Bersuara Lewat Petisi, Negara tak Memberikan Solusi
Oleh: Nurhikmah
Tim Pena Ideologis Maros
LenSa Media News _ Opini_ Menjelang tahun baru 2025, rakyat dibuat gaduh oleh rencana pemerintah menaikkan Pajak Pertambahan Nilai (PPN) menjadi 12%. Berbagai suara rakyat terus menentang baik dalam bentuk aksi nyata maupun lewat aksi sosial media. Bahkan baru-baru ini sebanyak 113.000 masyarakat telah menandatangani petisi penolakan kenaikan PPN 12% dan sudah diterima oleh Sekretariat Negara (Setneg) pada aksi damai di depan Istana Negara. Namun, Risyad Azhary selaku inisiator petisi tersebut mengungkapkan, respons yang diterima Setneg terkesan sebatas administratif.

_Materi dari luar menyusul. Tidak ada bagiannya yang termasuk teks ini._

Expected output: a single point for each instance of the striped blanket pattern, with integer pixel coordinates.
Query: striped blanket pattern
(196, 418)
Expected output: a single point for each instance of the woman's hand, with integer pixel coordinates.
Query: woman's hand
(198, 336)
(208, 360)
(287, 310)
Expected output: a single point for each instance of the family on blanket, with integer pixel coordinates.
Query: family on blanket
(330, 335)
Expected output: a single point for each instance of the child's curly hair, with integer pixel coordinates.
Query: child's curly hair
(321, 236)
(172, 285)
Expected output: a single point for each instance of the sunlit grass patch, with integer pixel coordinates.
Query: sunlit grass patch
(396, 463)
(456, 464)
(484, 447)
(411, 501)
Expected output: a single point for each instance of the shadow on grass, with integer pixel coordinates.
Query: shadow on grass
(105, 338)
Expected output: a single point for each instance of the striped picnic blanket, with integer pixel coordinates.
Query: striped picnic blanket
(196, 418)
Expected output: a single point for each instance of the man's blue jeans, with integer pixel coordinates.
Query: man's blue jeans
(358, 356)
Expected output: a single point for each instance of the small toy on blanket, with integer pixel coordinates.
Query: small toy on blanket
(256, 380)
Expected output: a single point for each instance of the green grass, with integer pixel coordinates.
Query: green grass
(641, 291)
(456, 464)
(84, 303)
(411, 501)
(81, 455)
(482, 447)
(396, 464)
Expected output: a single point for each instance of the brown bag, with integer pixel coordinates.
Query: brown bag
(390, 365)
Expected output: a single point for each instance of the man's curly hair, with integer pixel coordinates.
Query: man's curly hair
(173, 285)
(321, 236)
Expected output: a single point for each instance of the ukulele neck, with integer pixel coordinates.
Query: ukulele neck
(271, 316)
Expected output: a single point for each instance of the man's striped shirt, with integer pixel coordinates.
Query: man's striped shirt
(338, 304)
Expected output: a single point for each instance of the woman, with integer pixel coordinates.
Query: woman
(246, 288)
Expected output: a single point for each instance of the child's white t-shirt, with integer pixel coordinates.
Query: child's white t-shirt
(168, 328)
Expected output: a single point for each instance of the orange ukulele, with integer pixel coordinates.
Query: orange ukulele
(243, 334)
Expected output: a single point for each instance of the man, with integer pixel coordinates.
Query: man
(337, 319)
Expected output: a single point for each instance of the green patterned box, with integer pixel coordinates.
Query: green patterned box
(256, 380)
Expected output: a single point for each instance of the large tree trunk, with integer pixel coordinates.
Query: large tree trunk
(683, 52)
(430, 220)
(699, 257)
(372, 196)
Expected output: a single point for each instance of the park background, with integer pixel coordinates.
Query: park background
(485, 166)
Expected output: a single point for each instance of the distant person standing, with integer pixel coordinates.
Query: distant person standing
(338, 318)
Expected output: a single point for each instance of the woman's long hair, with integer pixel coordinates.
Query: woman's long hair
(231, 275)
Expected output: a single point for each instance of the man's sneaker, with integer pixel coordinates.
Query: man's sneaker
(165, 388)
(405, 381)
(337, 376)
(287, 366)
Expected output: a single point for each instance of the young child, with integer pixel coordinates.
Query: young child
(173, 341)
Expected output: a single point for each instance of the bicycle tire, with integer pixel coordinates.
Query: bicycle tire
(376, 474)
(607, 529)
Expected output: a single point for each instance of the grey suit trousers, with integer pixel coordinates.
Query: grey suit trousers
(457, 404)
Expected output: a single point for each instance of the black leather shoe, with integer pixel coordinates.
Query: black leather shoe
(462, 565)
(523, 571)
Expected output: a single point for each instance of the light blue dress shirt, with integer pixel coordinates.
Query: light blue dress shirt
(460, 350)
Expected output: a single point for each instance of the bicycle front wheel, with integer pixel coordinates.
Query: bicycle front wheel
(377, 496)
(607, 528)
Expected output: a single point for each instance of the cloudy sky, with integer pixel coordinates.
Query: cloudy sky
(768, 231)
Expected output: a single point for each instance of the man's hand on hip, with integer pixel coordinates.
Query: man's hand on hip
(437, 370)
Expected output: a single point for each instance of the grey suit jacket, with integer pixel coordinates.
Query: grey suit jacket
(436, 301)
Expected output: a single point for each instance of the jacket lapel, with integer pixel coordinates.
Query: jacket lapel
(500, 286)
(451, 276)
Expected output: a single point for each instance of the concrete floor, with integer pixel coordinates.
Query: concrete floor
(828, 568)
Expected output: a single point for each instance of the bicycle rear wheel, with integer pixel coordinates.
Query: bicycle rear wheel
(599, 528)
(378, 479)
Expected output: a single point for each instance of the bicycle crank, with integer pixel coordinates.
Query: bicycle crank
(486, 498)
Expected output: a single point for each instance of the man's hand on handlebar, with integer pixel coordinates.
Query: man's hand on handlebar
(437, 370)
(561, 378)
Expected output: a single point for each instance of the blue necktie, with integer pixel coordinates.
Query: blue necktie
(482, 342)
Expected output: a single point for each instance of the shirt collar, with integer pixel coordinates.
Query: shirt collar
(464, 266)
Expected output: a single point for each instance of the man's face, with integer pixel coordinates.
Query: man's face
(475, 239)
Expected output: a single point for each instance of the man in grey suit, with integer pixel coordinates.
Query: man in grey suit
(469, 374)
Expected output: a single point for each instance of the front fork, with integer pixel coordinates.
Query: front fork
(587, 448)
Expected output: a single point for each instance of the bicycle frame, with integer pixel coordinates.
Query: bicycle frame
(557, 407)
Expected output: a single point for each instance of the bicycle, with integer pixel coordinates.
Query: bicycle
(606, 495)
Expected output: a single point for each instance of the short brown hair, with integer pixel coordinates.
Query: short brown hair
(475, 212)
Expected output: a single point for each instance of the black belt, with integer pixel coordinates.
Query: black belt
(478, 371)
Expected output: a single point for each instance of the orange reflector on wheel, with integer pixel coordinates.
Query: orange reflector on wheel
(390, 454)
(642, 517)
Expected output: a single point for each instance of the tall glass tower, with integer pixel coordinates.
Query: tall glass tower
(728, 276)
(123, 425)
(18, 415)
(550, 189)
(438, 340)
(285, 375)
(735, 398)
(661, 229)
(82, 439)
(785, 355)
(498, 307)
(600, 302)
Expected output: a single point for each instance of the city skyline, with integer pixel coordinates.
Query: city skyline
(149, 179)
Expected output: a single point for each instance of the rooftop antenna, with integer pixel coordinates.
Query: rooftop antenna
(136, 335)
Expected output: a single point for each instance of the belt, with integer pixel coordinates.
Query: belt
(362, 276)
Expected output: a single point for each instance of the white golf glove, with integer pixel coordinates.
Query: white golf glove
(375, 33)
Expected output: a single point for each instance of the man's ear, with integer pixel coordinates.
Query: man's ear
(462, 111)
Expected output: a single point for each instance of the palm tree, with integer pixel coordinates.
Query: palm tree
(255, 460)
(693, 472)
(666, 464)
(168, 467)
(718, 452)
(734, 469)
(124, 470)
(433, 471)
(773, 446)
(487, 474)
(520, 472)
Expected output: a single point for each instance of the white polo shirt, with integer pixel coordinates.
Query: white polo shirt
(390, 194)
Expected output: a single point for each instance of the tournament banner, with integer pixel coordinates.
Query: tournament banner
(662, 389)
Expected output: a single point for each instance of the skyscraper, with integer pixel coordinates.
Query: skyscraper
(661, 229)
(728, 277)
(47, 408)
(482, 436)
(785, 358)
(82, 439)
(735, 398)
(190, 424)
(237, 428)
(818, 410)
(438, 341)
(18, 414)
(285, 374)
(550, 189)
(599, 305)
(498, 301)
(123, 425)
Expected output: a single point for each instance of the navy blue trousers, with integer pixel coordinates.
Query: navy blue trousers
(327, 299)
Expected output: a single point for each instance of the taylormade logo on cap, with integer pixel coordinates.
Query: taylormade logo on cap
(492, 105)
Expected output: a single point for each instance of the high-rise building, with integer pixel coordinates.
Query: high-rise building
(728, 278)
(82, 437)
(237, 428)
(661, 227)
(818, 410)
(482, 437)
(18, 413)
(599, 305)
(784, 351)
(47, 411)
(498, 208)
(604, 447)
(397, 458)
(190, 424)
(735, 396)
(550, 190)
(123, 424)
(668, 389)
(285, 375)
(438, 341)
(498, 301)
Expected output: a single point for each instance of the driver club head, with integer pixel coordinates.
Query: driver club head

Ditengah kegaduhan ini Pemerintah malah bersikeras tetap memberlakukan rencana kenaikan PPN. Kepala Badan Kebijakan Fiskal (BKF) Kementerian Keuangan Febrio Kacaribu beranggapan bahwa dia dapat memastikan dampak kebijakan PPN 12% tersebut terhadap inflasi dan ekonomi akan sangat minimal. Disamping itu, salah satu alasan Presiden Prabowo Subianto menaikkan PPN adalah untuk menopang program andalannya yakni makan bergizi gratis di sekolah-sekolah. Dimana program ini, membutuhkan pendanaan yang sangat besar hingga mencapai Rp 71 triliun dalam APBN 2025.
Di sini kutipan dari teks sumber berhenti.